Zali, la mosca bianca
Anche gli altri consiglieri di Stato, interpellati da La Domenica, affermano di gestire i propri profili sostanzialmente da soli. Christian Vitta e Manuele Bertoli sono presenti su tutti e tre i social network, Raffaele De Rosa solo su Facebook, dove pubblica solo pochi messaggi e prevalentemente di carattere istituzionali. La mosca bianca è Claudio Zali,che parrebbe essere presente solo su Instagram, a titolo personale e non come consigliere di Stato. «Preferisco non esprimermi in merito - dice il direttore del Dipartimento del territorio -, io considero i media sociali come parte della mia vita privata».
Esattamente l’opposto di colui che parrebbe volergli lanciare il guanto di sfida alle prossime elezioni cantonali, Piero Marchesi. Non passa praticamente giorno senza che il consigliere nazionale e presidente UDC si rivolga ai suoi oltre 10 mila seguaci.
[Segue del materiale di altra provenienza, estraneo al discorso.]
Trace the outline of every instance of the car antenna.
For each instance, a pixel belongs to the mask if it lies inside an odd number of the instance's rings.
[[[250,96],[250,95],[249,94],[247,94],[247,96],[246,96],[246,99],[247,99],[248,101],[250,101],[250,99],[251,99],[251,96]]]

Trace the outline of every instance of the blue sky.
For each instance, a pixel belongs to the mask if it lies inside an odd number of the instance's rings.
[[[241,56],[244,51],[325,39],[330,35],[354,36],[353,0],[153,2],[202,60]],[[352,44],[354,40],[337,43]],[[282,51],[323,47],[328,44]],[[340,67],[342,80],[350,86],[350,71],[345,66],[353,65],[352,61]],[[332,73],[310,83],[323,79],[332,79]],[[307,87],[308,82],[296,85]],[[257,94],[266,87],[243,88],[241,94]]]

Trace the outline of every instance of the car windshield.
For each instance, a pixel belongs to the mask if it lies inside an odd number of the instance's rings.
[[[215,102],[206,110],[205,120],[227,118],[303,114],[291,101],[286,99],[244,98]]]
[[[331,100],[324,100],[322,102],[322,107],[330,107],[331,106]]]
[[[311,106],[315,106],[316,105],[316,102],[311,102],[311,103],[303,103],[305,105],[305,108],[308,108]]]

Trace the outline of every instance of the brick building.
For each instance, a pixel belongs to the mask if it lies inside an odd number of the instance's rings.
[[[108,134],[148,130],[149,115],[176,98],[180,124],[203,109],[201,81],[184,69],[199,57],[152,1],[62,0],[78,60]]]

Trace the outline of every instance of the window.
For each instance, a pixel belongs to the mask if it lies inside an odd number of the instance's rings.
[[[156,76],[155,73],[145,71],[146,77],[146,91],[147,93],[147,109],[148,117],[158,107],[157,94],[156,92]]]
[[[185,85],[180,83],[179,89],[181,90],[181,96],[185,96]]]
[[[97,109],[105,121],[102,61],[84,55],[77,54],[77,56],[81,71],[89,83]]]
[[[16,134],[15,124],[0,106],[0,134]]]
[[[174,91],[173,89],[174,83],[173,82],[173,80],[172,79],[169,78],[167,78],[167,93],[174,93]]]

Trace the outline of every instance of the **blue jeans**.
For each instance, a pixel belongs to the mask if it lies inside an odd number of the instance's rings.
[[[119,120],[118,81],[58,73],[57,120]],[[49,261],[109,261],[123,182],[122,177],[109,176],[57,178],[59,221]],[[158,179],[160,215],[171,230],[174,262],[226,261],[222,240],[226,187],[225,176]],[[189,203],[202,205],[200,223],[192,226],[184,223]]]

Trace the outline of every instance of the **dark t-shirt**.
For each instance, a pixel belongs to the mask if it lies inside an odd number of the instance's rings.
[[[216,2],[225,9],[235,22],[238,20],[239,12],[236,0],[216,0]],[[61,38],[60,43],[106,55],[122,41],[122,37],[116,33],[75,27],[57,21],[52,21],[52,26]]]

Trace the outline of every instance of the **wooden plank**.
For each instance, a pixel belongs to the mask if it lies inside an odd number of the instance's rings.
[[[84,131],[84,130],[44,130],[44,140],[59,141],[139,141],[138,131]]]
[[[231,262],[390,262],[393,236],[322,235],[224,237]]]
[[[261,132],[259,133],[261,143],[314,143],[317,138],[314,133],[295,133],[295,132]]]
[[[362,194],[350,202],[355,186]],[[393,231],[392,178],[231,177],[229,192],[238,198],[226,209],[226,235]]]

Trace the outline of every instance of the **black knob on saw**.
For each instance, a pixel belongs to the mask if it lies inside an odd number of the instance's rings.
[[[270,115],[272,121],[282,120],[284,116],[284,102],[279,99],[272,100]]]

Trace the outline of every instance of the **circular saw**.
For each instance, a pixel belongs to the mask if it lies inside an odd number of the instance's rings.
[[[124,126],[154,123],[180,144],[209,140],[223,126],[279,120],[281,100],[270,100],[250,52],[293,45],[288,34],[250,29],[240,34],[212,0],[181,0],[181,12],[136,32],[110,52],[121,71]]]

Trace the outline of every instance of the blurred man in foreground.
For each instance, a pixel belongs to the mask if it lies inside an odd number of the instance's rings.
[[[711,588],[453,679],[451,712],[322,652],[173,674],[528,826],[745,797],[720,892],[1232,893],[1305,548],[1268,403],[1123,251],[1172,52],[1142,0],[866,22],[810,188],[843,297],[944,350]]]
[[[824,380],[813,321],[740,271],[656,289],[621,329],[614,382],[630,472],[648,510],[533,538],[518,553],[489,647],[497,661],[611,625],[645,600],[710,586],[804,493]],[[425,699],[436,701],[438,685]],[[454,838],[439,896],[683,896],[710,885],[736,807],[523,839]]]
Se sfida sarà, si confronteranno due approcci estremamente diversi alla comunicazione. Sarà interessante osservare quale sarà più efficace.
Assunti dieci esperti
Ad ogni modo i media sociali sono una realtà cui partecipano ormai quasi tutti i politici del mondo. Il 97% dei governi di Paesi membri dell’ONU è attivo su Twitter, il 93% su Facebook e l’81% su Instagram.
Da ottobre li raggiungerà anche il nostro Consiglio federale, che in settimana ha annunciato il suo sbarco su Instagram nell’ambito di un «progetto pilota» che ha richiesto l’assunzione di una decina di esperti in social media. Uno per ogni consigliere federale, tranne che per Ueli Maurer, il quale ha gentilmente declinato l’offerta. Gli esperti restanti si occuperanno invece di armonizzare la comunicazione social del governo nel suo insieme.
Un tentativo di mettere ordine in una gestione oggi piuttosto aleatoria. Attualmente ogni consigliere federale decide in piena autonomia quali social network utilizzare, cosa pubblicare e come interagire con gli utenti.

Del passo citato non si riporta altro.